Vigor físico! Um preparo físico invejável foi visto dentro de campo por parte da seleção comandada pelo francês Hervé Renard. Mesmo com o relógio avançado na segunda etapa, a equipe não perdeu a capacidade de chegar inteira nas divididas, de marcar alto e de sair jogando em velocidade.

Vontade! A equipe jogou, literalmente, "uma partida de Copa do Mundo". Uma vontade sobrenatural, de um time que já entra para história, no terceiro dia da Copa.

Concentração! Esse que vos escreve, não lembra de sequer um momento de desatenção por parte daqueles que vestiam verde dentro de campo. Um time absurdamente focado e disciplinado. As linhas de marcação altas, deixavam o cenário suscetível para a Argentina explorar a "bola nas costas" da zaga árabe. Assim, era necessário muita concentração saudita para acertar a linha de impedimento. Tarefa executada com sucesso, visto que a Argentina balançou as redes 3 vezes, mas os gols foram anulados graças à perfeição da linha de impedimento.

Um resultado como esse, faz o mundo virar as atenções ainda mais para a Copa do Mundo. e há quem diga que a emoção da Copa só começa nas oitavas de final!


A Argentina está longe de ser eliminada. Esse time ainda pode vir muito forte na competição. Tem pela frente, Polônia e México. 



segunda-feira, novembro 21, 2022

Jogo 4 - Em duelo fraco tecnicamente, EUA e Gales protagonizam primeiro empate da Copa

 Por Danilo Silveira

Gales e EUA protagonizaram um duelo que provavelmente será lembrado como um dos piores do Mundial do Catar. 

Do apito inicial ao apito final, se viu muito mais erros do que acertos. Talvez por nervosismo, talvez por não estarem na forma ideal, o fato é que se viu jogadores errando mais do que acertando.
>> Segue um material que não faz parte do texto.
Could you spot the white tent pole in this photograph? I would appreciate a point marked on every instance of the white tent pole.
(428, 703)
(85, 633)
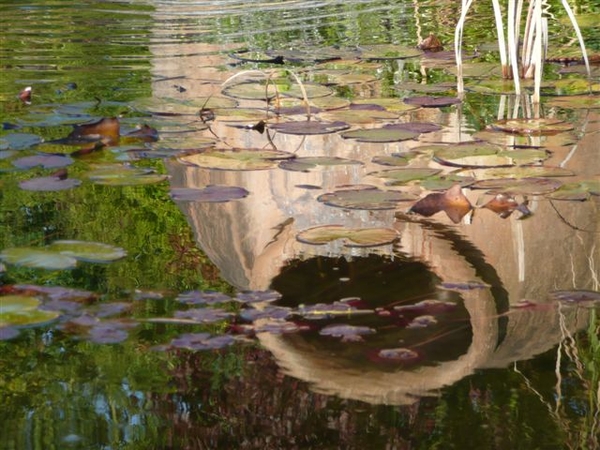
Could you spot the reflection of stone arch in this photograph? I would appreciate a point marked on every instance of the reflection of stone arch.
(446, 258)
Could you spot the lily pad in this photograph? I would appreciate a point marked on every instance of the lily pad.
(38, 258)
(534, 127)
(44, 161)
(432, 102)
(209, 194)
(306, 164)
(47, 184)
(88, 251)
(381, 135)
(388, 51)
(19, 310)
(309, 127)
(352, 237)
(369, 199)
(120, 175)
(403, 175)
(236, 159)
(522, 186)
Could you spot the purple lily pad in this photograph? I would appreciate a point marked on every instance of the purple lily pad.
(43, 184)
(269, 312)
(203, 298)
(43, 160)
(422, 322)
(211, 193)
(7, 333)
(203, 315)
(107, 333)
(348, 333)
(432, 102)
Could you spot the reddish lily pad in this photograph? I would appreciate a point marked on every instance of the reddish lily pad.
(453, 202)
(352, 237)
(209, 194)
(370, 199)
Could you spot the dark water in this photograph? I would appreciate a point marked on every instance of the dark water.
(485, 373)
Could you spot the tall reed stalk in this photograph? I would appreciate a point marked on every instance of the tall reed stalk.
(535, 41)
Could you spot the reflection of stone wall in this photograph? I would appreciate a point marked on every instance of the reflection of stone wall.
(250, 240)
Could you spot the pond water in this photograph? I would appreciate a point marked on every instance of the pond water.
(244, 273)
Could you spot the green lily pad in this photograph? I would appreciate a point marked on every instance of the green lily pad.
(237, 159)
(388, 51)
(38, 258)
(88, 251)
(369, 199)
(20, 310)
(121, 175)
(521, 172)
(534, 127)
(404, 175)
(353, 237)
(306, 164)
(522, 186)
(576, 102)
(576, 191)
(381, 135)
(309, 127)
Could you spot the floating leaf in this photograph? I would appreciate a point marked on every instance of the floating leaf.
(309, 127)
(209, 194)
(237, 159)
(381, 135)
(535, 127)
(422, 322)
(322, 311)
(305, 164)
(19, 141)
(388, 51)
(203, 298)
(257, 296)
(120, 175)
(203, 315)
(371, 199)
(348, 333)
(453, 202)
(404, 175)
(88, 251)
(38, 258)
(202, 341)
(432, 102)
(353, 237)
(403, 355)
(19, 310)
(52, 183)
(43, 160)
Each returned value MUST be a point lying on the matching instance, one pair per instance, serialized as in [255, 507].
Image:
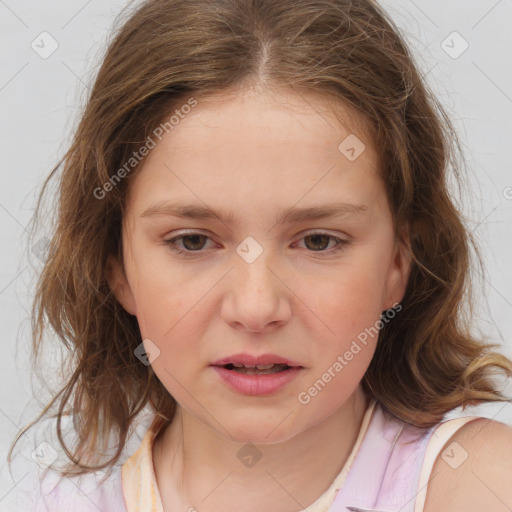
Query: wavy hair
[165, 52]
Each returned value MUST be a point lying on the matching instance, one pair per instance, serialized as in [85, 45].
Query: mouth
[256, 370]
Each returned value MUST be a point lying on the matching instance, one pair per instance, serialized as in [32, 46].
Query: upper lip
[250, 360]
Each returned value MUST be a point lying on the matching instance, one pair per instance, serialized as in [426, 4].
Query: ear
[398, 274]
[116, 278]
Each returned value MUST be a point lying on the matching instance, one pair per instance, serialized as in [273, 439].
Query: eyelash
[171, 243]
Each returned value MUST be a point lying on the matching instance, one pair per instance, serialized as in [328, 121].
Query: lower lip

Um time que tem Gareth Bale e Ramsey, deveria ter muito mais qualidade no meio-campo do que Gales apresentou. No primeiro tempo, os dois não produziram quase nada. Ainda que não apresentasse um futebol brilhante (longe disso), os EUA foram os donos da primeira etapa. O time que mais atacou, mais pressionou e mais buscou o gol. O prêmio veio em um lance de beleza plástica elevadíssima, fato raro visto no gramado do estádio Ahmad Bin Ali na noite de hoje. Pulisic deu uma enfiada genial para Tarpeh Weah, que frente a frente com Hennessey, conseguiu executar uma finalização muito estilosa de perna direita, quando o lance parecia mais propício a uma finalização de canhota: 1x0 para os americanos.
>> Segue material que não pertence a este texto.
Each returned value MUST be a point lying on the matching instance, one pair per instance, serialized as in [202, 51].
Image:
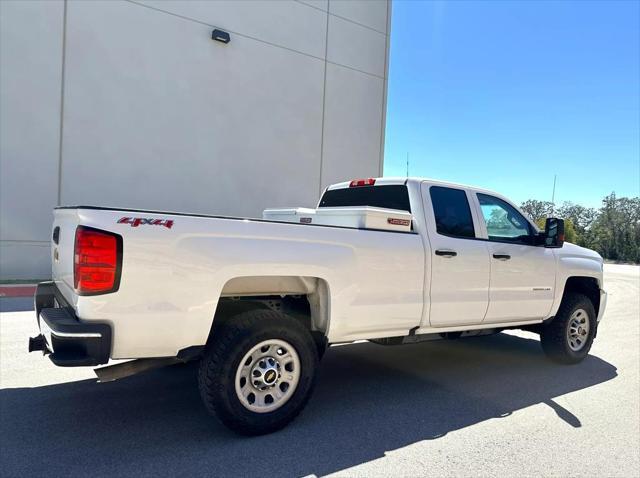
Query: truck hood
[571, 250]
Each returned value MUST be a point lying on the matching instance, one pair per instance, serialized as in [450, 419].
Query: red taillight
[362, 182]
[96, 264]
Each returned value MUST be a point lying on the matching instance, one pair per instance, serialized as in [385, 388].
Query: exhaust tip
[38, 343]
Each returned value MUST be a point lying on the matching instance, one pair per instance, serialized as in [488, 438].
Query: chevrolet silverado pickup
[257, 301]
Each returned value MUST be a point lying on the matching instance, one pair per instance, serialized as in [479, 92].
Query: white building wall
[131, 104]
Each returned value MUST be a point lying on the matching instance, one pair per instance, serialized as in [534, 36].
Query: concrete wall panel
[372, 13]
[352, 118]
[356, 46]
[157, 115]
[25, 260]
[285, 23]
[160, 116]
[30, 79]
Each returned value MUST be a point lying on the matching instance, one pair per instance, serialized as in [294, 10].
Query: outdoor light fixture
[220, 35]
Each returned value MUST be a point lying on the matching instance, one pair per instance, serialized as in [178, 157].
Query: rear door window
[392, 196]
[452, 212]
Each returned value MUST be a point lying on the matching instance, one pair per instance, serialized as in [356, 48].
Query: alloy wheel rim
[267, 376]
[578, 330]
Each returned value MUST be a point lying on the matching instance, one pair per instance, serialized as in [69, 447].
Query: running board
[133, 367]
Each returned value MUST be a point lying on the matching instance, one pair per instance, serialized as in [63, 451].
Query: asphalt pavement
[489, 406]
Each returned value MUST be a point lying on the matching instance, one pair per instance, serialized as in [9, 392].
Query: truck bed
[172, 276]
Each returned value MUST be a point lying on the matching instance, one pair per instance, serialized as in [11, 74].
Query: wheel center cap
[270, 376]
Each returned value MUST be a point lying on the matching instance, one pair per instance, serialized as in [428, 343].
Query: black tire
[227, 347]
[554, 337]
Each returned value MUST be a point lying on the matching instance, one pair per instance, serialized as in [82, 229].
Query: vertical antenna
[553, 194]
[407, 163]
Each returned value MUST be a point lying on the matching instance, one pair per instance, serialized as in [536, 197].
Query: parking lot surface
[489, 406]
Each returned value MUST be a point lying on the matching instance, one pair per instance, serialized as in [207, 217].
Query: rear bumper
[67, 340]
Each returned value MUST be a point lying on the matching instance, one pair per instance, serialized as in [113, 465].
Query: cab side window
[504, 222]
[452, 212]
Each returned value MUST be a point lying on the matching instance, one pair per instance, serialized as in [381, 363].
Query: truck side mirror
[554, 232]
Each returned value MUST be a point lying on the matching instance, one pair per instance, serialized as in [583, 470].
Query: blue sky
[505, 94]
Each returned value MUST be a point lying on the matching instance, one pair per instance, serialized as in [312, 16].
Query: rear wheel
[568, 337]
[258, 371]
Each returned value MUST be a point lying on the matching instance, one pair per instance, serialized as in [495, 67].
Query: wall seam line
[340, 16]
[62, 84]
[249, 37]
[324, 102]
[385, 91]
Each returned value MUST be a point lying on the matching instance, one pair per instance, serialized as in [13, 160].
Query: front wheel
[258, 371]
[568, 337]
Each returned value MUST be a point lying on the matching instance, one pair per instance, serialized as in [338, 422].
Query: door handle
[502, 257]
[446, 253]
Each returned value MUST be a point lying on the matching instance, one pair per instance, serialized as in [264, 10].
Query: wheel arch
[306, 298]
[585, 285]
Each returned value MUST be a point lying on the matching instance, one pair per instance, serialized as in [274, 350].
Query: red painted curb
[17, 291]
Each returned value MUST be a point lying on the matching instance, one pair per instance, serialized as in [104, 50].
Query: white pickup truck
[258, 301]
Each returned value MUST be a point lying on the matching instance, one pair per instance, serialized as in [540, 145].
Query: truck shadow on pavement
[369, 399]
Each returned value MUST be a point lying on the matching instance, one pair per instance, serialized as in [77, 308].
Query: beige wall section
[352, 117]
[200, 126]
[30, 82]
[157, 115]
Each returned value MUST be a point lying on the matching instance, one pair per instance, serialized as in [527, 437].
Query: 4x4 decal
[141, 221]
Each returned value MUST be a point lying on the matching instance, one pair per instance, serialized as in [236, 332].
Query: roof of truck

Se você está achando que esse Weah no nome do autor do gol tem alguma coisa a ver com o ex jogador liberiano, você está coberto de razão. Tarpeh Weah é filho de George Weah, ex jogador que já foi eleito melhor do mundo e hoje é Presidente da Libéria. Por sinal, George Weah nunca teve a oportunidade de participar de uma Copa do Mundo. Seu filho teve tal oportunidade e aproveitou para balançar as redes logo na estreia.

Se o primeiro tempo foi americano, o segundo tempo foi de Gales. A equipe dirigida por Robert Page parece ter acordado, e ainda que esbarrasse em erros técnicos corriqueiros, provenientes de uma noite de pouca inspiração, a equipe tentava encurralar os EUA, que por sua vez, parecem ter esquecido o futebol apresentado na primeira etapa, no vestiário.
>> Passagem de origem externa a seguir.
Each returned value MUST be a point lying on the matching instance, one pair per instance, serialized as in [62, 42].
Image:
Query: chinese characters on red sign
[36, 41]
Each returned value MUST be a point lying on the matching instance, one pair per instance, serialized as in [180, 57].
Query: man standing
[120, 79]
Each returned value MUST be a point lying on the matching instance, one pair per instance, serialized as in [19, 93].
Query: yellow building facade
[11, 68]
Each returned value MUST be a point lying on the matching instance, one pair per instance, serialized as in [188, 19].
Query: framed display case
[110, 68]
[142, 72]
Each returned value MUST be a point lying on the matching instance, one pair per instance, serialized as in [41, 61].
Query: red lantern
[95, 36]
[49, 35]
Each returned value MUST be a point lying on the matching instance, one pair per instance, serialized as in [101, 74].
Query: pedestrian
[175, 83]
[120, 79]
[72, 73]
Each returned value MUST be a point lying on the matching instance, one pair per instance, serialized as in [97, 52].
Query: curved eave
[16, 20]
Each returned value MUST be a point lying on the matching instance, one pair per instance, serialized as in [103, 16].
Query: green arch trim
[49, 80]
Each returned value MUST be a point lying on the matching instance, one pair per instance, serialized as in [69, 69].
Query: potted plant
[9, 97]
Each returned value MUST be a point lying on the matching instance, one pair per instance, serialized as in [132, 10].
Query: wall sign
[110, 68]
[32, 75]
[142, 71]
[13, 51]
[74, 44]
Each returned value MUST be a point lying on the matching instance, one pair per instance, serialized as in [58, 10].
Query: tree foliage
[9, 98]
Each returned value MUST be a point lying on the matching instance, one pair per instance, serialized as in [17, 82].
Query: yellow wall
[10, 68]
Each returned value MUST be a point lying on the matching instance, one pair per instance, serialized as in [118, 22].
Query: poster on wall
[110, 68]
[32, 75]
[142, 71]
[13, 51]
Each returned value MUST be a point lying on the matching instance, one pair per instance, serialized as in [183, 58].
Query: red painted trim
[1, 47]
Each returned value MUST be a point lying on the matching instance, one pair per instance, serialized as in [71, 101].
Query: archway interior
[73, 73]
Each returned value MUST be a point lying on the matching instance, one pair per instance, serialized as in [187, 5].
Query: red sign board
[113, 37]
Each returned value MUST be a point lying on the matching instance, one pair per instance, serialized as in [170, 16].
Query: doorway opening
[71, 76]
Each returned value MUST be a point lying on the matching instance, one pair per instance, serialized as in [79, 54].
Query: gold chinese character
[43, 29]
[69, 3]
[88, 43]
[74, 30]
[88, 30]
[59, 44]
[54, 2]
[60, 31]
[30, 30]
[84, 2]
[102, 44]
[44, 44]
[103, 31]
Se o apresentado dentro de campo parecia pouco para vir o empate, veio das arquibancadas o combustível que faltava. Os torcedores galeses cantavam
alto, empurrando para o ataque uma seleção que não ia a uma Copa do Mundo há 64 anos. Desde o Mundial de 1958, o País de Gales não sabia o que era disputar uma Copa. Me arrisco a dizer que a maioria dos torcedores ali presentes torcendo para Gales, não eram nascidos em 1958. E a alegria desse povo veio aos 36 minutos. Gareth Bale, batendo pênalti, deixou tudo igual, dando números finais ao jogo.

A impressão que passa é que os dois treinadores terão muito o que corrigir nas duas equipes para a sequência do Mundial. Caso contrário, fica difícil imaginar que alguma das duas seleções tenha uma vida muito longa no Catar.